As licenças Creative Commons são autorizações legais de uso e distribuição de conteúdos (textos, imagens, livros etc.), dados pelos autores ou detentores de direitos autorais, para que se democratize informação e conhecimentos, que vêm se disseminando no mundo como forma de contraposição à cultura da mercantilização dos saberes e da informação. As grandes corporações, especialmente do cinema, da música e da literatura, são grandes investidores contra essa democratização.

Pois bem, finalmente, ao cerne da questão.

O site do Ministério da Cultura adotou, na gestão de Gilberto Gil, o selo Creative Commons, para garantia o uso legal e a disseminação de seu conteúdo.

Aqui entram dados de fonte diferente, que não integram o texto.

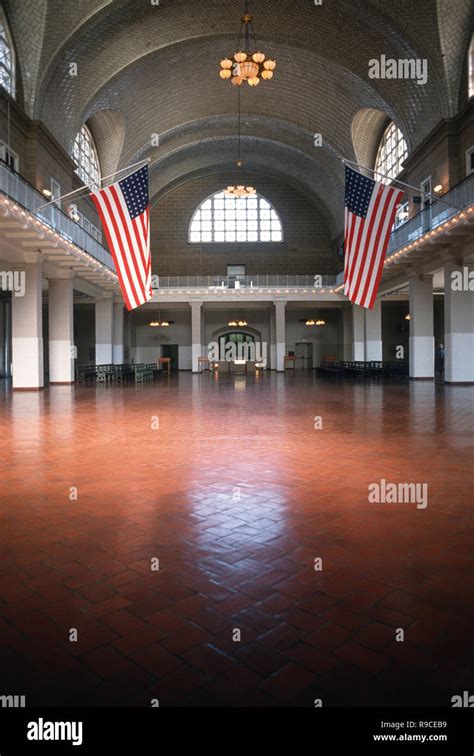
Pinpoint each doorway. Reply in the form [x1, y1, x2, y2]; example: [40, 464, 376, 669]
[161, 344, 179, 370]
[295, 341, 313, 370]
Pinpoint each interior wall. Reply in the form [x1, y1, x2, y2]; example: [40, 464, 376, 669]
[151, 174, 338, 276]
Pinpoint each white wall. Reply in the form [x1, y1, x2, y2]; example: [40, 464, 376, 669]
[286, 307, 343, 368]
[125, 308, 343, 370]
[130, 308, 191, 370]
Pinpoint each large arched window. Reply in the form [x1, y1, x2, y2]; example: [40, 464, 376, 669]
[375, 121, 408, 184]
[72, 126, 100, 191]
[0, 8, 15, 97]
[189, 192, 283, 244]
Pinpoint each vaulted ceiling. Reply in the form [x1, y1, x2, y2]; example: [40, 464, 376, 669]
[5, 0, 473, 229]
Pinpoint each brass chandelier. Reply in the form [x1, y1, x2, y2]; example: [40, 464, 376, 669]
[219, 0, 276, 87]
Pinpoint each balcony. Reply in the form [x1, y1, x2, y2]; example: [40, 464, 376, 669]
[152, 274, 336, 292]
[0, 161, 115, 272]
[387, 173, 474, 258]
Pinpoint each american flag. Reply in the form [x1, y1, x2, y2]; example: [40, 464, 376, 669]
[91, 165, 153, 310]
[344, 166, 403, 310]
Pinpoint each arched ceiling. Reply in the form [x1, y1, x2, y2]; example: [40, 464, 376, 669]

A nova ministra, agora, mandou retirá-lo. Sem justificativa e caminhando na contramão do Governo, que continua a usá-lo na gestão Dilma. Até o site do Planalto mantém o selo Creative Commons.

Logo após esse ato, começou nos meios virtuais (twitter, blogs, sites) uma enxurrada de interrogações e críticas sobre essa postura, indagando-se “a serviço de quem” estaria a nova ministra da Cultura. Foi até chamada de “ministra do Ecad” (criticado órgão de arrecadação de direitos autorais no país).

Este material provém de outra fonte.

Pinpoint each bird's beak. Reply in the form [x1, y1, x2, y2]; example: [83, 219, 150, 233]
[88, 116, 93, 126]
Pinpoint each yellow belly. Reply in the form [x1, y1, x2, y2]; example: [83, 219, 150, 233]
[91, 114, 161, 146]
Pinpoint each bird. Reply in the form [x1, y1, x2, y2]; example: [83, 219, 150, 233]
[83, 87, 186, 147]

O Governo brasileiro, que ao longo da década passada firmou-se como exemplar construtor de alternativas ao monopólio norte-americano no setor da informática, através da adoção do software livre, cria um perigoso precedente e provoca desconfiança no meio intelectual, que defende o amplo direito à informação e ao conhecimento, gesto que seria de se esperar, principalmente, do Ministério da Cultura.

O ponto crucial do problema é a perigosa mentalidade sobre direitos autorais e patentes, área em que as grandes corporações e os países ricos se impõem como proprietários dos bens tecnológicos, culturais e do conhecimento produzidos pela humanidade, mesmo que isso leve ao atraso os países pobres, as classes populares, ou mesmo leve à morte pessoas que não podem pagar por produtos patenteados, como no caso dos medicamentos (como estaria, por exemplo, o combate à AIDS no Brasil se não fosse a quebra das patentes?).

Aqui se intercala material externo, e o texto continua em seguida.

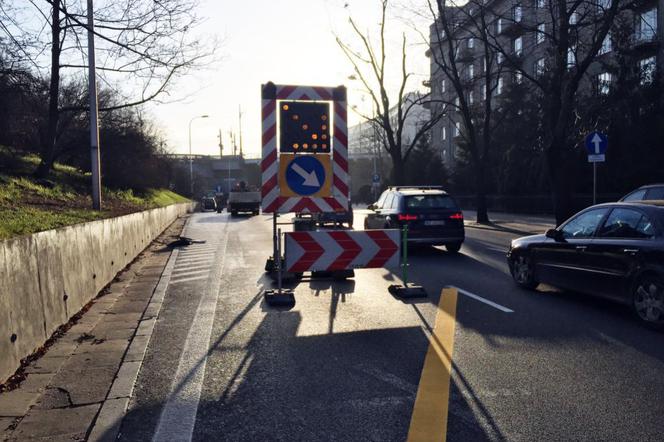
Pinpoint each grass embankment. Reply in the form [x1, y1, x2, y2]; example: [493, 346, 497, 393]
[0, 147, 189, 239]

Para os casos pessoais (e não de corporações monopolistas), como os de autores de obras literárias e musicais, há de se definir um outro patamar legal, que possibilite ganhos aos criadores. Mas, na sociedade do século XXI, temos que estar atentos aos direitos de quarta geração, que implicam a observação da ética e da moralidade de princípios, onde se inclui a democratização da informação e do conhecimento.

Todo o saber reunido pelo ser humano do mundo contemporâneo é fruto, sobretudo, do trabalho das gerações anteriores. Arvorar-se em dono do conhecimento e das técnicas, aprisionando-as para si em troca de dinheiro, é não apenas atrasar o desenvolvimento da humanidade, favorecendo a elite que sempre dominou ao longo da história e condenando à exclusão os que não podem pagar.

Esse sistema tem que ser quebrado. E as licenças Creative Commons representam essa luta.

Muita gente de espírito e mentalidade livres, em todo o mundo, luta por isso.